Но и нельзя сказать, что было только безлюдье и опустошение. Кое-где было и вполне по современному. И летающие автомобили и местами явная перенаселенность, хотя в ста километрах в сторону — безлюдные земли, иди да стройся. Но нет. Своя логика послекатастрофного и послевоенного развития развития, неизвестная мне.
Потом полет над водой. Мощные ощущения. Я даже какое-то время не прыгал, просто летел. Потом устал лететь как вингс-лист на ветру, поменял на стрекозиные крылья своего летательного аппарата. Наверно случайно так вышло, но прямо подо мной из воды выпрыгнул огромный кит. Мне показалось даже, что он пытался меня поймать, но это конечно показалось — я высоко летел. Я улыбнулся — мне безосновательно показалось, что если эти животные выжили, то все будет хорошо. И вообще, и на моем пути.
И вот какой-то город на юге Австралии. Меня он не интересовал сам по себе и мне даже было не интересно как он называется. Главное, это конечная цель моего путешествия.
Я спустился и пошел пешком, пытаясь точнее определиться да и просто оглядеться, что это за общество. А оно явно отличалось от виденного мною в России. Дома сплошь двухэтажные, с воздуха видел вдалеке остовы двух небоскребов, которые не выдержали землетрясений. Народ выглядел серо и просто, лишь некоторые выделялись качеством, я бы сказал богатством здоровья, и презрительно смотрели на остальных. Да, серьезное у них тут разделение.

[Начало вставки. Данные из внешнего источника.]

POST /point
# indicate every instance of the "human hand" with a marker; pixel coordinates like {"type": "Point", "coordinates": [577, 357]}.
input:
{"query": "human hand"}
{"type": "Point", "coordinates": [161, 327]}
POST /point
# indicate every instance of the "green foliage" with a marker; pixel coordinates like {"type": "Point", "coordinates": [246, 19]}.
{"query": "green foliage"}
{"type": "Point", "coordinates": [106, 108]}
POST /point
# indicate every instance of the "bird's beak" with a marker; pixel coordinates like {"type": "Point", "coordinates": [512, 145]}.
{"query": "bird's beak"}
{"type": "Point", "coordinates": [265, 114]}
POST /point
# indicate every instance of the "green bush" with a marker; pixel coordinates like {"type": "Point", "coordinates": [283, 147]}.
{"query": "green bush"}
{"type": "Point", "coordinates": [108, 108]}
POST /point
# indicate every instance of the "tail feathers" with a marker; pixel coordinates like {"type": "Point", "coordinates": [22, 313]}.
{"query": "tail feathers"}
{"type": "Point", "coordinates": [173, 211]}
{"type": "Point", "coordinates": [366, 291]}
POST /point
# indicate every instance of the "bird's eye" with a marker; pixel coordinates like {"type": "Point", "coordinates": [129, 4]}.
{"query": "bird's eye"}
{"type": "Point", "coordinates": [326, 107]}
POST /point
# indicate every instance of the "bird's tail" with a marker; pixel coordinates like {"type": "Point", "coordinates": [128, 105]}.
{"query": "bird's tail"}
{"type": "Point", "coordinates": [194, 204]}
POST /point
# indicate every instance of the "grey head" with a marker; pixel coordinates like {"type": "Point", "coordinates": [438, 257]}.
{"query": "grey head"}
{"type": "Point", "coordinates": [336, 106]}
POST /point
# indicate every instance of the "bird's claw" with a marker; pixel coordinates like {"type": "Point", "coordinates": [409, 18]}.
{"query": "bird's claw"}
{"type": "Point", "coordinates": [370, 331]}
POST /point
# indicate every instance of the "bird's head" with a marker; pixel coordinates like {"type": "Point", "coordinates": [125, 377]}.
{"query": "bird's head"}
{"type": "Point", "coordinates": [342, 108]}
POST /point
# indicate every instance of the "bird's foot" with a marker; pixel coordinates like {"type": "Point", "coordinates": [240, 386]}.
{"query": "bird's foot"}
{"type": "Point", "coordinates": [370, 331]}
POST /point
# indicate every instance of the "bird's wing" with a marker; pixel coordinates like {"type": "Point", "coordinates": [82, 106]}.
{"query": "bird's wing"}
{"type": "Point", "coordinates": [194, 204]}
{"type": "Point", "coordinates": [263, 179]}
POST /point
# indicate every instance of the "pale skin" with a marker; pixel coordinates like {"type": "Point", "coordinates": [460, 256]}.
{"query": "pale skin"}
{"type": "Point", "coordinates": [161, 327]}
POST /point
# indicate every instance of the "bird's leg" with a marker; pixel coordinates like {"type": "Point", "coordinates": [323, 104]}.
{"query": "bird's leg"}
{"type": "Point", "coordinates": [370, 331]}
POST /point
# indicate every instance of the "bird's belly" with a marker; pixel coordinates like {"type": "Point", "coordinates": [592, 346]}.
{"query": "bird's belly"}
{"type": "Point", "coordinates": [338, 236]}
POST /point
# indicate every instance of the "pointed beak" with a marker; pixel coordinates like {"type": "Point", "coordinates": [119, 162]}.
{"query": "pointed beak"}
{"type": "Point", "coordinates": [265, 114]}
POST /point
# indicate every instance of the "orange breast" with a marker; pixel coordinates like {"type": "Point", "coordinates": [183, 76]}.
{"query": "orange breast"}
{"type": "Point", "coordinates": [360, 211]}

Машин мало, народ в основном пешком ходит. Да в общем и город небольшой, по ощущениям захолустный. Тысяч на сто жителей. Удивительно, с какого перепугу тут моих детей держат (Ха! Второй поток сознания схватил первый поток за язык и ехидно спросил «чьих-чьих детей?!»). Редкие вывески на зданиях в виде каких-то непонятных цветовых клякс: наверное это своеобразный код, который можно прочитать с помощью местного аналога УНИКа. Чувство тревоги резко выросло, и я бегом побежал к дальнему зданию, где и находилась моя внучатая племяшка.